Gerusalemme Est e la Cisgiordania sono lontane dai riflettori mediatici puntati sull’Ucraina e altre aree di crisi. Ma nei territori occupati giorno dopo giorno monta la tensione, si moltiplicano proteste e manifestazioni palestinesi contro l’occupazione militare israeliana che, da parte sua, usa un pugno sempre più duro.

In particolare, in questi giorni per l’uccisione di due soldati israeliani, tra sabato e martedì, in una spirale di violenze che in Cisgiordania, dall’inizio dell’anno, ha visto oltre cento palestinesi cadere sotto il fuoco dell’esercito dello Stato ebraico.

Ieri a Gerusalemme Est e in molti centri della Cisgiordania i palestinesi hanno osservato uno sciopero generale a sostegno della disobbedienza civile proclamata dagli abitanti del campo profughi di Shuafat e dalla vicina Anata che entrano oggi nel quinto giorno consecutivo di chiusura totale imposto dalle autorità israeliane dopo l’attacco armato in cui sabato notte è stata uccisa una soldatessa.

La polizia pensa che l’attentatore, il 22enne Odai Tamimi, si nasconda all’interno di Shuafat ma la stampa israeliana, citando dei servizi di sicurezza, scrive che il giovane con ogni probabilità è riuscito a scappare in Cisgiordania. I palestinesi vedono nella chiusura di Shuafat e Anata come una punizione collettiva per gli oltre 100mila abitanti.

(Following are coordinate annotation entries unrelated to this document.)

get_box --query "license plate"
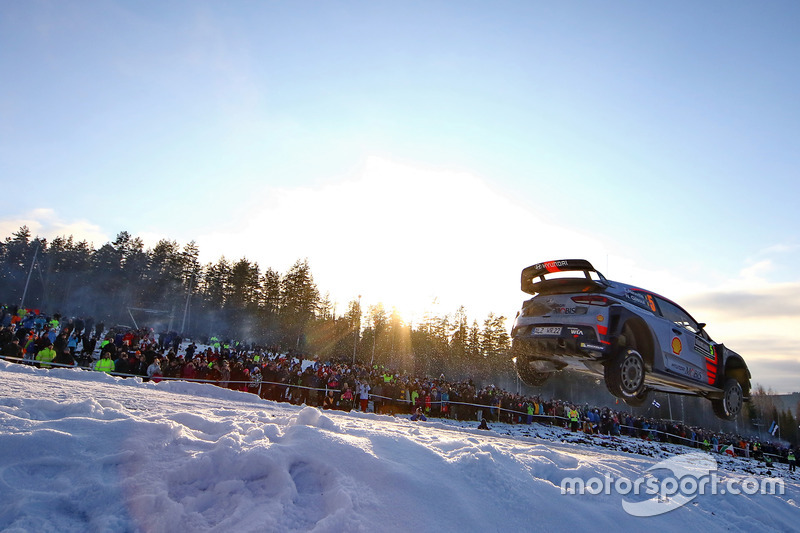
[533,326,561,335]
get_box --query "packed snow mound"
[0,362,800,532]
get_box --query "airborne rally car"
[511,259,750,420]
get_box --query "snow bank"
[0,362,800,532]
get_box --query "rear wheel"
[711,378,744,420]
[604,350,645,402]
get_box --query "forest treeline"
[0,226,800,442]
[0,226,511,376]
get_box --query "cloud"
[197,157,604,316]
[685,282,800,320]
[0,208,109,247]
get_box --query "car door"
[653,295,714,383]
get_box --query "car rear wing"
[520,259,606,294]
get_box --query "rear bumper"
[511,326,611,366]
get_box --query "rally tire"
[711,378,744,420]
[604,350,645,402]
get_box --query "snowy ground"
[0,361,800,533]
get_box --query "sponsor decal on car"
[581,342,604,351]
[694,337,715,361]
[533,261,569,272]
[672,337,683,355]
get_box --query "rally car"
[511,259,751,420]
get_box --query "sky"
[0,1,800,392]
[0,360,800,533]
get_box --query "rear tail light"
[572,294,616,307]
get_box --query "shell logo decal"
[672,337,683,355]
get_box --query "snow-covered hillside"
[0,361,800,532]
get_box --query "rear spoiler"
[520,259,606,294]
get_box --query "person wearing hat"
[94,351,115,374]
[36,342,56,368]
[411,407,428,422]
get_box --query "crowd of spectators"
[0,307,790,466]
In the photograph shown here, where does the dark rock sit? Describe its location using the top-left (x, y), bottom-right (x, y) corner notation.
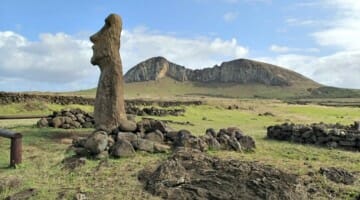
top-left (85, 131), bottom-right (108, 154)
top-left (205, 128), bottom-right (216, 137)
top-left (111, 140), bottom-right (135, 158)
top-left (319, 167), bottom-right (356, 185)
top-left (93, 151), bottom-right (109, 160)
top-left (74, 147), bottom-right (90, 157)
top-left (131, 138), bottom-right (154, 153)
top-left (116, 132), bottom-right (138, 143)
top-left (119, 120), bottom-right (137, 132)
top-left (154, 142), bottom-right (171, 153)
top-left (144, 130), bottom-right (164, 143)
top-left (36, 118), bottom-right (49, 128)
top-left (138, 149), bottom-right (308, 200)
top-left (238, 135), bottom-right (256, 151)
top-left (61, 155), bottom-right (86, 170)
top-left (200, 135), bottom-right (221, 150)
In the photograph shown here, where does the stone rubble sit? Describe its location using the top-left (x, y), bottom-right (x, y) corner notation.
top-left (267, 122), bottom-right (360, 151)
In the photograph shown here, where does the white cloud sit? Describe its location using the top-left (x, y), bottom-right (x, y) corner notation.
top-left (269, 44), bottom-right (290, 53)
top-left (256, 51), bottom-right (360, 89)
top-left (269, 44), bottom-right (319, 53)
top-left (0, 28), bottom-right (248, 91)
top-left (223, 12), bottom-right (238, 22)
top-left (313, 0), bottom-right (360, 50)
top-left (0, 31), bottom-right (98, 90)
top-left (121, 29), bottom-right (249, 71)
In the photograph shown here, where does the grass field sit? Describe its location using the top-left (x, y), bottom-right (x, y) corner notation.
top-left (0, 98), bottom-right (360, 199)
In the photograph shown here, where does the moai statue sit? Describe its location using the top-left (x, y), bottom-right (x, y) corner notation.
top-left (90, 14), bottom-right (126, 132)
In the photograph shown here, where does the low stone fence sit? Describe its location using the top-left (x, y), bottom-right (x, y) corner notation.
top-left (0, 92), bottom-right (203, 107)
top-left (267, 122), bottom-right (360, 151)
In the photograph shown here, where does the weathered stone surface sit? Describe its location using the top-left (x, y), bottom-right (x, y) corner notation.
top-left (118, 120), bottom-right (137, 132)
top-left (132, 139), bottom-right (154, 153)
top-left (72, 137), bottom-right (87, 147)
top-left (154, 142), bottom-right (171, 153)
top-left (90, 14), bottom-right (127, 132)
top-left (319, 167), bottom-right (356, 185)
top-left (267, 123), bottom-right (360, 151)
top-left (117, 132), bottom-right (138, 142)
top-left (36, 118), bottom-right (49, 128)
top-left (238, 135), bottom-right (256, 151)
top-left (111, 140), bottom-right (135, 158)
top-left (144, 130), bottom-right (164, 143)
top-left (139, 149), bottom-right (308, 200)
top-left (84, 131), bottom-right (108, 154)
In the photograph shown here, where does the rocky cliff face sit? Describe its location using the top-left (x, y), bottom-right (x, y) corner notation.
top-left (125, 57), bottom-right (311, 86)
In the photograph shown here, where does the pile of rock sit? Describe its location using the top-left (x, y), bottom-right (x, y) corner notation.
top-left (125, 106), bottom-right (185, 116)
top-left (138, 148), bottom-right (309, 200)
top-left (267, 122), bottom-right (360, 150)
top-left (73, 119), bottom-right (255, 159)
top-left (37, 109), bottom-right (94, 129)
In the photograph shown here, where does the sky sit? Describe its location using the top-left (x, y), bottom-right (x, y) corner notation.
top-left (0, 0), bottom-right (360, 91)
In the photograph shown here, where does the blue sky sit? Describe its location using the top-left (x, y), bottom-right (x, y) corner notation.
top-left (0, 0), bottom-right (360, 91)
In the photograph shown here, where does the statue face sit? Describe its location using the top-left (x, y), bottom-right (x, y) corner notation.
top-left (90, 14), bottom-right (122, 65)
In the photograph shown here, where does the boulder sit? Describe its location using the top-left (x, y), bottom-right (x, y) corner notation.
top-left (110, 139), bottom-right (135, 158)
top-left (238, 135), bottom-right (256, 151)
top-left (200, 135), bottom-right (221, 150)
top-left (144, 130), bottom-right (164, 143)
top-left (85, 131), bottom-right (108, 155)
top-left (118, 120), bottom-right (137, 132)
top-left (154, 142), bottom-right (171, 153)
top-left (36, 118), bottom-right (49, 128)
top-left (131, 138), bottom-right (154, 153)
top-left (72, 137), bottom-right (87, 147)
top-left (319, 167), bottom-right (356, 185)
top-left (116, 132), bottom-right (138, 143)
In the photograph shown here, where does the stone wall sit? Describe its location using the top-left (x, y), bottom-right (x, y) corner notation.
top-left (267, 122), bottom-right (360, 151)
top-left (0, 92), bottom-right (203, 107)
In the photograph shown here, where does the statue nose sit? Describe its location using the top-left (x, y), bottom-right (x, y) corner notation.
top-left (90, 34), bottom-right (98, 43)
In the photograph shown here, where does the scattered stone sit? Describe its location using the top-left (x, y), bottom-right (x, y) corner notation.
top-left (117, 132), bottom-right (138, 143)
top-left (61, 156), bottom-right (86, 170)
top-left (154, 143), bottom-right (171, 153)
top-left (132, 139), bottom-right (154, 153)
top-left (84, 131), bottom-right (108, 154)
top-left (111, 140), bottom-right (135, 158)
top-left (238, 135), bottom-right (256, 151)
top-left (138, 148), bottom-right (308, 200)
top-left (118, 120), bottom-right (137, 132)
top-left (267, 123), bottom-right (360, 151)
top-left (144, 130), bottom-right (164, 143)
top-left (36, 118), bottom-right (49, 128)
top-left (319, 167), bottom-right (356, 185)
top-left (37, 108), bottom-right (94, 129)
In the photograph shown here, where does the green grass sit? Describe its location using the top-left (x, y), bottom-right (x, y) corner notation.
top-left (70, 77), bottom-right (320, 98)
top-left (0, 98), bottom-right (360, 199)
top-left (0, 101), bottom-right (93, 116)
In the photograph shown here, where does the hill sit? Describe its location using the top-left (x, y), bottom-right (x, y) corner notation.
top-left (125, 57), bottom-right (318, 86)
top-left (76, 57), bottom-right (360, 99)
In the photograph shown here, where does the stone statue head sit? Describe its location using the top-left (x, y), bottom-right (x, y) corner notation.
top-left (90, 14), bottom-right (122, 66)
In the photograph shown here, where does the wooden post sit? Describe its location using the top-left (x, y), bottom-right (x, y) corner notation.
top-left (0, 129), bottom-right (22, 167)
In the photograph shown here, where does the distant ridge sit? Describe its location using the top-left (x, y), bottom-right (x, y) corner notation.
top-left (125, 57), bottom-right (320, 86)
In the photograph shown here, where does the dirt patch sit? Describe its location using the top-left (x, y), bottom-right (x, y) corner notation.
top-left (0, 176), bottom-right (22, 193)
top-left (61, 156), bottom-right (86, 170)
top-left (139, 149), bottom-right (308, 199)
top-left (5, 188), bottom-right (37, 200)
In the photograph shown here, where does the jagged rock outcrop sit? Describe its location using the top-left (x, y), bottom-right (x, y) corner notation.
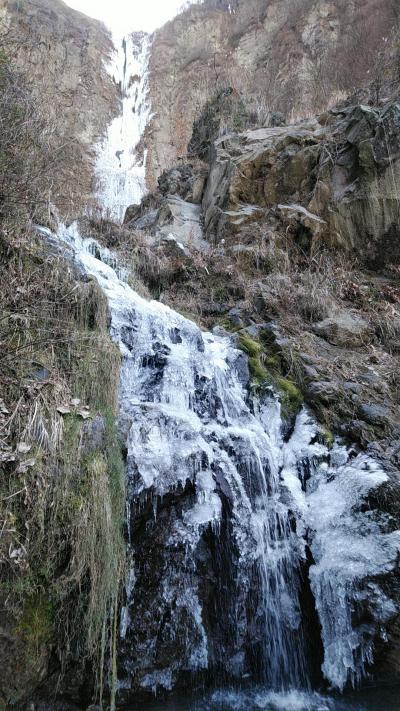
top-left (0, 0), bottom-right (119, 216)
top-left (146, 0), bottom-right (399, 189)
top-left (204, 102), bottom-right (400, 267)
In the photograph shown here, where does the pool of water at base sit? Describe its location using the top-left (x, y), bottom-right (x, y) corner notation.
top-left (124, 687), bottom-right (400, 711)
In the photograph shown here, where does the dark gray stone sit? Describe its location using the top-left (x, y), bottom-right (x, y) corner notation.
top-left (360, 404), bottom-right (390, 426)
top-left (306, 380), bottom-right (339, 403)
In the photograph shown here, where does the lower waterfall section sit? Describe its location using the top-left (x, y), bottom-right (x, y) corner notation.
top-left (54, 225), bottom-right (400, 708)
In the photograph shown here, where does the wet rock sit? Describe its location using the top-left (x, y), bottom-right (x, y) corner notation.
top-left (343, 381), bottom-right (362, 395)
top-left (269, 111), bottom-right (286, 127)
top-left (303, 365), bottom-right (319, 380)
top-left (340, 420), bottom-right (371, 445)
top-left (228, 306), bottom-right (244, 328)
top-left (81, 415), bottom-right (106, 454)
top-left (360, 405), bottom-right (390, 427)
top-left (313, 311), bottom-right (372, 348)
top-left (306, 380), bottom-right (339, 403)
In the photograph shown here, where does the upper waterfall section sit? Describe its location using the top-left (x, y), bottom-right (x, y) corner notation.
top-left (95, 32), bottom-right (151, 222)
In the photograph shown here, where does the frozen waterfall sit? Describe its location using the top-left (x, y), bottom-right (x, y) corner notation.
top-left (95, 33), bottom-right (151, 222)
top-left (52, 224), bottom-right (400, 691)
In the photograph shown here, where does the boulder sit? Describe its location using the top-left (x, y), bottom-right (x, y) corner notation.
top-left (313, 311), bottom-right (373, 348)
top-left (306, 380), bottom-right (340, 404)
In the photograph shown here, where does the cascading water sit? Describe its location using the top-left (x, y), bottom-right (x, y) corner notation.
top-left (53, 220), bottom-right (400, 708)
top-left (43, 23), bottom-right (400, 711)
top-left (95, 33), bottom-right (151, 222)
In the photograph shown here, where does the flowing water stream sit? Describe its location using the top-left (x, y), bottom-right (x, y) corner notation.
top-left (42, 30), bottom-right (400, 711)
top-left (51, 218), bottom-right (400, 711)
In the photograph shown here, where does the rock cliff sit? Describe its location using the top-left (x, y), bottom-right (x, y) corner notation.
top-left (1, 0), bottom-right (119, 216)
top-left (147, 0), bottom-right (399, 188)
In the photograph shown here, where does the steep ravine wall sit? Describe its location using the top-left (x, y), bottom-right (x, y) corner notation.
top-left (0, 0), bottom-right (120, 217)
top-left (146, 0), bottom-right (399, 189)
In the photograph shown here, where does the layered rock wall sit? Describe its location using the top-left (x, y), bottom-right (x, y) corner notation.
top-left (147, 0), bottom-right (399, 189)
top-left (0, 0), bottom-right (119, 216)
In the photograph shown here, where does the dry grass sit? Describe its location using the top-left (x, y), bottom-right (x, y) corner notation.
top-left (0, 233), bottom-right (124, 704)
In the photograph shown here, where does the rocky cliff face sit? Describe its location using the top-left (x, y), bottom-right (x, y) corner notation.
top-left (147, 0), bottom-right (398, 188)
top-left (1, 0), bottom-right (119, 215)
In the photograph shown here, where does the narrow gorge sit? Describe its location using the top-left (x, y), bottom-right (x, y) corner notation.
top-left (0, 0), bottom-right (400, 711)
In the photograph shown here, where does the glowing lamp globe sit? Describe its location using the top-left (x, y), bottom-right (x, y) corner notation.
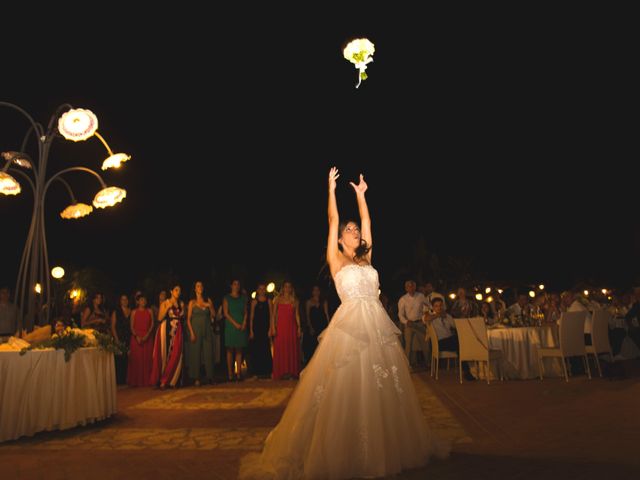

Un’altra chiusura è scattata ieri. L’esercito israeliano ha circondato Nablus, la seconda città palestinese per grandezza in Cisgiordania, dopo le raffiche di mitra che due giorni fa hanno ucciso un altro soldato. A spararle sono stati due militanti della «Fossa dei Leoni», il gruppo armato indipendente che ha la sua roccaforte nella città vecchia di Nablus.

Ci sono solo tre punti da dove si esce, solo per motivi d’emergenza, e si entra nella città e la tv israeliana Kan ha riferito che non è chiaro per quanto tempo l’esercito terrà Nablus sigillata.

Ieri contro le chiusure hanno scioperato le università di Birzeit, Gerusalemme Est, Hebron, An-Najah e il Politecnico, oltre alle scuole del campo di Shuafat. Negozi chiusi a Gerusalemme, Hebron, Nablus e Tulkarm.

Al posto di blocco di Qalandiya sulla strada tra Ramallah per tutta la notte di mercoledì giovani palestinesi hanno lanciato sassi ai soldati pronti a rispondere con i lacrimogeni mentre roghi di spazzatura illuminavano l’oscurità.

Nel campo di Shuafat, dove cominciano a scarseggiare alcuni generi di prima necessità, centinaia di persone si sono accampate nei pressi del posto di blocco militare ma poco dopo sono state disperse da polizia e soldati con lacrimogeni e granate stordenti.

Scontri sono scoppiati all’ingresso nord di Betlemme. Un giovane è stato ferito a un occhio da un proiettile rivestito di gomma. Proteste e scontri sono avvenuti anche al checkpoint di Bet El (Al Bireh), uno dei luoghi di scontro più frequenti tra palestinesi e soldati israeliani.

La politica del pugno di ferro, intensificata da Israele dopo gli attentati della scorsa primavera a Tel Aviv e altre città, non ha raggiunto lo scopo dichiarato dal governo Lapid di «eliminare il terrorismo» e starebbe portando tanti giovani alle formazioni più militanti certe che solo la lotta armata permetterà ai palestinesi sotto occupazione di realizzare le loro aspirazioni.

Gruppi come la «Fossa dei Leoni» rappresentano agli occhi dei palestinesi una espressione dell’unità nazionale che non sanno offrire Fatah, il partito del presidente Abu Mazen, e Hamas, il movimento islamista che controlla Gaza (i rappresentanti delle due formazioni stanno tenendo colloqui per la riconciliazione nazionale sotto gli auspici delle autorità algerine).

E se la politica appare deludente agli occhi dei palestinesi sotto occupazione, la militanza genera continuamente nuovi «eroi» che sostituiscono quelli uccisi da Israele. È il caso Fathi Khazem, padre di RaaD Khazem responsabile prima dell’estate di un attacco armato a Tel Aviv in cui sono rimasti uccisi civili israeliani.

Lo scorso 28 settembre, in un raid dell’esercito, è stato ucciso anche un altro figlio. Khazem, ricercato dai servizi israeliani, è diventato un simbolo pur non avendo mai compiuto un’azione particolare o aver preso le armi perché è riuscito a sfuggire alla cattura per mesi, come aveva saputo fare nella casbah di Nablus per mesi la primula rossa Ibrahim al-Nabulsi, prima di essere ucciso rifiutandosi di arrendersi.